Figure 1 ACT evaluation. ACT evaluations in montelukast treated group in women (A) and in men (B) at the enrollment visit (EV) and at the end of study (ES). (C) Δ ACT (%) in treated women and in men. Results were shown as means ± SEM. The statistical tests used in these analyses were two-way analysis of variance followed by Student’s t-test. *P < 0.05; ***P < 0.001.
Table 2 Data results of FEV1.0, FVC, FeNO, ACT, EOS, and Δ% indicated as mean ± SEM.
Gender Differences in Lung Functions Among Patients Treated With Montelukast Plus Inhaled Corticosteroids
The addition of MS to ICS significantly and persistently enhanced FEV1.0 in asthmatic women, when compared with baseline FEV1.0 (from 77.25 ± 6.79% to 103.88 ± 6.24% p < 0.0077). In contrast, there were no differences in the values of FEV1.0 between baseline and follow-up visit in the asthmatic men group (Figures 2A, B and Table 2). Moreover, asthmatic women had a significantly better mean FVC at end of the study compared with FVC measured at baseline (from 91.95 ± 6.81% to 113.17 ± 4.79% p < 0.0183). This improvement was not observed in the men (Figures 2D, E and Table 2). These results are further confirmed by the evaluation of the Delta Percentage (Δ%) (Figures 2C, F and Table 2).

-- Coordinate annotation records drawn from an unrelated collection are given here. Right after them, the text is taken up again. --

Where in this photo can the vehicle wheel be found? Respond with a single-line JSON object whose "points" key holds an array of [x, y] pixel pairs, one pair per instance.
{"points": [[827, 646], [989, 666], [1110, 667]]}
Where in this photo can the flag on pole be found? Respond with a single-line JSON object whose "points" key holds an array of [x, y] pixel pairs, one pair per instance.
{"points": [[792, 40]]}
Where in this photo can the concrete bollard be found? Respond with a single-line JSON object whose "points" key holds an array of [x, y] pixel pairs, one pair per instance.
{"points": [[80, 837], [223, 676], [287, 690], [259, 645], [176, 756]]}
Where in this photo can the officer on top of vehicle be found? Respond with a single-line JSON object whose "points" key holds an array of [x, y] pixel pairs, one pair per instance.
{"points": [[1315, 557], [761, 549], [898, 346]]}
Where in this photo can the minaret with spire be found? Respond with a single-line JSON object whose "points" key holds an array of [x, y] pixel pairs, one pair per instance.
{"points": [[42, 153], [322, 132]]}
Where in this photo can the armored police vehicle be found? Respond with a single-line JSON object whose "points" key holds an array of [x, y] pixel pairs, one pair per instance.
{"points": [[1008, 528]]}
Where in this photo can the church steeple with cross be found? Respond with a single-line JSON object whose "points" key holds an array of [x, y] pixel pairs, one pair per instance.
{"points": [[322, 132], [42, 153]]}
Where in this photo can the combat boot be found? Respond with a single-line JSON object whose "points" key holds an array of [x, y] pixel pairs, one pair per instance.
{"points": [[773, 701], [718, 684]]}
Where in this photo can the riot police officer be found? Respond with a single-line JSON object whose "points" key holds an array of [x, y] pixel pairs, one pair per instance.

Figure 2 Forced expiratory volume in the 1st second (FEV1.0) and forced vital capacity (FVC) evaluation. FEV1.0 (%) in montelukast treated in women (A) and in men (B) at the enrollment visit (EV) and at the end of study (ES). (C) Δ FEV1.0 (%) in treated women and in men. FVC (%) in montelukast treated group in women (D) and in men (E) at EV and at ES. (F) Δ FVC (%) in treated women and in men. Results were shown as means ± SEM. The statistical tests used in these analyses were two-way analysis of variance followed by Student’s t-test. *P < 0.05; ***P < 0.001.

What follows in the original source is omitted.